One hopes that Jeff Robinov has a hobby he enjoys. For now, at least, the former Warner Bros. film chief appears to be stuck in limbo with months left on his contract, and Warners, according to sources, is in no hurry to resolve matters.
“I think it’s going to take a while,” says one high-level insider. “They don’t have much of an incentive to let him out. They obviously were very irritated and upset with the way it went down.” Warners also has reason to fear that if Robinov were to go elsewhere, high-profile talent including Christopher Nolan and Ben Affleck might follow. “They know he’s going to be on a vendetta, and he’s going to compete hard,” says a talent rep.
According to sources, Robinov’s contract does not expire until well into 2014. Rumors persist that Fox might be interested in him — assuming the executive, who had greenlight authority at Warners, would accept a less powerful position under film chief Jim Gianopulos. But a source with knowledge of Robinov’s situation says emphatically, “No one’s going to engage in a conversation with someone who’s not free and clear” of other contractual obligations.

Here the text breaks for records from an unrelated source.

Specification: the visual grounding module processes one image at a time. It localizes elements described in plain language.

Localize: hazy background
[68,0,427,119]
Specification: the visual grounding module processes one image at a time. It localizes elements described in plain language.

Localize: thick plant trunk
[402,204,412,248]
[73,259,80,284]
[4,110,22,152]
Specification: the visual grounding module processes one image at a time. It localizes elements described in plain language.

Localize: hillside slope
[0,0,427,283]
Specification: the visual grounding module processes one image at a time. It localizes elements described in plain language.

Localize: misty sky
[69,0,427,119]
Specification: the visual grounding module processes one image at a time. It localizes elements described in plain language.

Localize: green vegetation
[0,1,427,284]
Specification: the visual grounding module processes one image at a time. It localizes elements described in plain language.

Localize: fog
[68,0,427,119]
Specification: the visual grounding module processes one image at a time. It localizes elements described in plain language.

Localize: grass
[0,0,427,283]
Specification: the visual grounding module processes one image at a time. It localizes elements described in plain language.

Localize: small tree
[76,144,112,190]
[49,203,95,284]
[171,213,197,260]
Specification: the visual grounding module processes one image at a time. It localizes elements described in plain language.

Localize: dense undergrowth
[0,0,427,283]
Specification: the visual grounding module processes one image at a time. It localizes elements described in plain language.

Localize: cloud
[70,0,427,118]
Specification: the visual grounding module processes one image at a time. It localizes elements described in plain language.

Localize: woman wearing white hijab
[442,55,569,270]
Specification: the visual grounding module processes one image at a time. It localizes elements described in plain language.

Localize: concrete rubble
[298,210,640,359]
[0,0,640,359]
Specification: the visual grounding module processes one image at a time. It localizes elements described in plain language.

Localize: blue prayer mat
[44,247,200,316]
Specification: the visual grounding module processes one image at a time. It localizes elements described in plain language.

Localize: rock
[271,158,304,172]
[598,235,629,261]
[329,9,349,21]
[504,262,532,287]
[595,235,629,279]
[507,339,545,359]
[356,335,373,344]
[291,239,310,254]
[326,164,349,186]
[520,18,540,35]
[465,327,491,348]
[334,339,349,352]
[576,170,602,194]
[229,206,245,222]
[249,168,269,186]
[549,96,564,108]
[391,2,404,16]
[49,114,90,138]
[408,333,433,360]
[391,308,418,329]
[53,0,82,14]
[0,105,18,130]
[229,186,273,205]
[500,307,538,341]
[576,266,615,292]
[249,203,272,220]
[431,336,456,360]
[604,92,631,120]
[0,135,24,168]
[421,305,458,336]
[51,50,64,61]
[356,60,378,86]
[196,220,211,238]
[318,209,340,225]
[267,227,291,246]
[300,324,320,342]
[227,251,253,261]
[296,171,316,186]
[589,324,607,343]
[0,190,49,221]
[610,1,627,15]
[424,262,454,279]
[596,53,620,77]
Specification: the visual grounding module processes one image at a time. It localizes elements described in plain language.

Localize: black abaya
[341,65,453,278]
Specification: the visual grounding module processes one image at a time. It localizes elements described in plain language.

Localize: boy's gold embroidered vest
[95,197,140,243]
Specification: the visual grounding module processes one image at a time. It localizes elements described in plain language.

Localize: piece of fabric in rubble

Many have been critical of the “bake-off” that pitted key Warners execs against one another for the top job (with home entertainment chief Kevin Tsujihara emerging in January as the victor). But Warners’ position is that Robinov engaged in increasingly bad behavior following Tsujihara’s appointment, reaching a climax in June with a leaked story saying that Robinov would leave following “cruel” treatment by Tsujihara.
Since then, sources say there have been arguments about whether Robinov quit or was fired. Whatever the merits of the claims, clearly the studio has the upper hand. Aside from the damage that a court fight might do to Robinov’s reputation, Warners could outspend him and the case would outlast his contract.
Meanwhile, Robinov continues to be paid a salary said to be more than $5 million and, according to sources, he has a rich package of benefits — stock, pension, bonuses — that will vest toward year’s end. An associate says he is “relaxed,” which is just as well because for now, says another source, Warners is “just not dealing with it. … They are not incentivized to settle him out.”